Primary innovation is doing something that has never been done before.
Most primary innovation is ridiculous and fails without anybody noticing.
Very, very rarely, primary innovation changes the world and the company that creates the innovation becomes a Unicorn.
Secondary innovation wins by giving a twist to that primary innovation. The two simple twists are:
- Apply the primary innovation to a different country aka “concept arbitrage”. A lot of European and Asian Fintech falls into this category. This is more viable in Fintech, because “bits don’t stop at borders, but money has to show its passport” (meaning that regulation is a barrier to entry).
- Apply the primary innovation to a different domain aka the xx of yy (e.g. the “Uber or AirBnB of..). A lot of “subprime VC” goes to fund this type of secondary innovation.
Secondary innovation is a perfectly sensible way to make money. It is just not as interesting as primary innovation. It is hard to imagine creating a Unicorn with secondary innovation, but very easy to get headline valuations over $1 billion for secondary innovation.
The number of primary innovations is really limited. Maybe there are 10 in Fintech. Historically, almost all primary innovation has come from Silicon Valley.
Occasionally what appears to be secondary innovation – the small twist – is actually the game-changing innovation. For example, Angel List Syndicates could look like a small twist to the equity crowdfunding concept. I think Angel List Syndicates is actually the innovation that changes the whole asset management business.
I think Klarna is one of those few primary innovations. The fact that this primary innovation comes from Europe is significant.
The Klarna story has some “straws in the wind” that indicate something big such as:
- Klarna has raised $282 million, which is a lot for a European startup.
- The investors are top-tier. Sequoia Capital has the best track record of spotting primary innovation early and Michael Moritz (who led Sequoia Capital in its current incarnation) chose Klarna as the only European Board to join. General Atlantic (which came in after Sequoia Capital) only buys when the financial metrics are strong. While I don’t have access to Klarna’s financials, I assume they are strong.
- Klarna is already consolidating the European market through acquisitions and then purposefully moving into the US market. This is not European acquisition bait for a global winner from America. This a global winner from Europe that will be big in America (and then probably Asia).
So much for the straws, what about the wind?
In my book Mindshare to Marketshare (shameless promotion here), I describe turning “secret sauce” into “unfair advantage”. Secret sauce is the primary innovation. It has to be solving a big problem/filling a real need (aka “value proposition”). In Klarna’s case, that is:
Less time/hassle buying on a mobile phone (consumer)
Less mobile shopping cart abandonment (merchant).
What Klarna offers is actually very old fashioned – buy now, we will collect money after you have the goods. It is what you do in the physical world (pay the barista only after you have your coffee).
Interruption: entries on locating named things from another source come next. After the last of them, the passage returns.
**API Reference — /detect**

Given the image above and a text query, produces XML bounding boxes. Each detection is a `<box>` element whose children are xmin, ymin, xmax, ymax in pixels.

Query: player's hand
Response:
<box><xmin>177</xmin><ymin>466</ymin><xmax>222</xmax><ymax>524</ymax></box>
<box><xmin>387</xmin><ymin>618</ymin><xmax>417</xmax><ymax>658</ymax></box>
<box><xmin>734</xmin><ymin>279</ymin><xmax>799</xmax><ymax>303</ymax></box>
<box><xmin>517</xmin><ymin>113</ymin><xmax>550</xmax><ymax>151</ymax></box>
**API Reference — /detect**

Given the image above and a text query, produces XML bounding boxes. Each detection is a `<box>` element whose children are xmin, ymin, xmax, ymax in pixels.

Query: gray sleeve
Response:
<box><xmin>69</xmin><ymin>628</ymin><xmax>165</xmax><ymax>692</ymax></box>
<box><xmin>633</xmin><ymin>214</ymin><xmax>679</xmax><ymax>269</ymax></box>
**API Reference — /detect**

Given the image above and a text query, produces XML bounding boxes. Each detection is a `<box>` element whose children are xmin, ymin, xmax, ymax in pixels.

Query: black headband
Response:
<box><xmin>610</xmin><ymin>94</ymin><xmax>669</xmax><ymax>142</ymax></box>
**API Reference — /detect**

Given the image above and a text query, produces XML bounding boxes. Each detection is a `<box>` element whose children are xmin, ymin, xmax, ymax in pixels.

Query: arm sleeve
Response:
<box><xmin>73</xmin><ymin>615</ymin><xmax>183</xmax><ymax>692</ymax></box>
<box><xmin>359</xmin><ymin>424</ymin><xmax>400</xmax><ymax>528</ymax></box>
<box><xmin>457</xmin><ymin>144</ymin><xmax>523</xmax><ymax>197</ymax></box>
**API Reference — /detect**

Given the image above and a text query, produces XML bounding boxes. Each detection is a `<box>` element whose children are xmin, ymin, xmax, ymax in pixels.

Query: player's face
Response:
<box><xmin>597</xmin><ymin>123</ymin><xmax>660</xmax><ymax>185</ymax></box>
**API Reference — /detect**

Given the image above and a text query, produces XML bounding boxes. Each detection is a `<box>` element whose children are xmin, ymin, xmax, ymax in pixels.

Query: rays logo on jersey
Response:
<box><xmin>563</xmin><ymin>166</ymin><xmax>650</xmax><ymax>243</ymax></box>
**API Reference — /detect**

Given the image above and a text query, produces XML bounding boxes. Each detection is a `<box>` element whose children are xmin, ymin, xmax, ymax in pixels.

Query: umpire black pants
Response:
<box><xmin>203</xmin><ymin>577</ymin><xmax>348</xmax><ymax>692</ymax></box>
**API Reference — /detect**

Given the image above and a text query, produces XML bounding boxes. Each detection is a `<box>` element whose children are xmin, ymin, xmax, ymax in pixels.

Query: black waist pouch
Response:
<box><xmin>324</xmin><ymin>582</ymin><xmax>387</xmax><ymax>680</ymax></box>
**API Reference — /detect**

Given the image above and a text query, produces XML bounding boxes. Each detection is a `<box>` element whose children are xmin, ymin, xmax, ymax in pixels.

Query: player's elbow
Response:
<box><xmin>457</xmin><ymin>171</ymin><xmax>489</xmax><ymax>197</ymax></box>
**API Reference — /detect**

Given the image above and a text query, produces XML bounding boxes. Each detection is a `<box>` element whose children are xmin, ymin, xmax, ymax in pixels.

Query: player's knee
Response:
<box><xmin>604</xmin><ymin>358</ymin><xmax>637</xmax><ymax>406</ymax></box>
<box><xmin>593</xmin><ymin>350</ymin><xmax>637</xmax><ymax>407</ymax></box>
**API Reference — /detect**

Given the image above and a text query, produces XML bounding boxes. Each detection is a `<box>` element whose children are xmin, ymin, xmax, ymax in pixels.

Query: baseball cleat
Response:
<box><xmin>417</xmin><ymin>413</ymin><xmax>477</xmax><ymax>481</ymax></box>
Doing that digitally means managing fraud and deadbeats, which is really what the credit card industry does. Klarna’s secret sauce was simply to track the user via their confirmed national identity. This is easy in a small, homogeneous country like Sweden. It turns out it also works in Germany (thus the Sofort experience) and I know it works in Switzerland where I live.
America is not fundamentally different, even though “homogeneous” is not a normal descriptor. Social Security works as ID there and ID theft is a big issue. It will be interesting to see how Klarna navigates that latter issue.
It is easy to conclude that the rest (every location other than Europe, America, and Japan) is different. Klarna has its hands full in Europe and America for now, but it will soon have to tackle Asia. This where the Unique Identification Authority of India is significant.
Could this be the first European primary innovation that launches concept arbitrage in America? Affirm looks like a candidate. I don’t think concept arbitrage will work in this market, because Klarna already has top-tier American investors.
So, does this make Stockholm the Fintech Capital of the World? No, but Nordic Fintech is also well-represented in Saxo Bank.
This will be my last post for this week. Happy Holidays.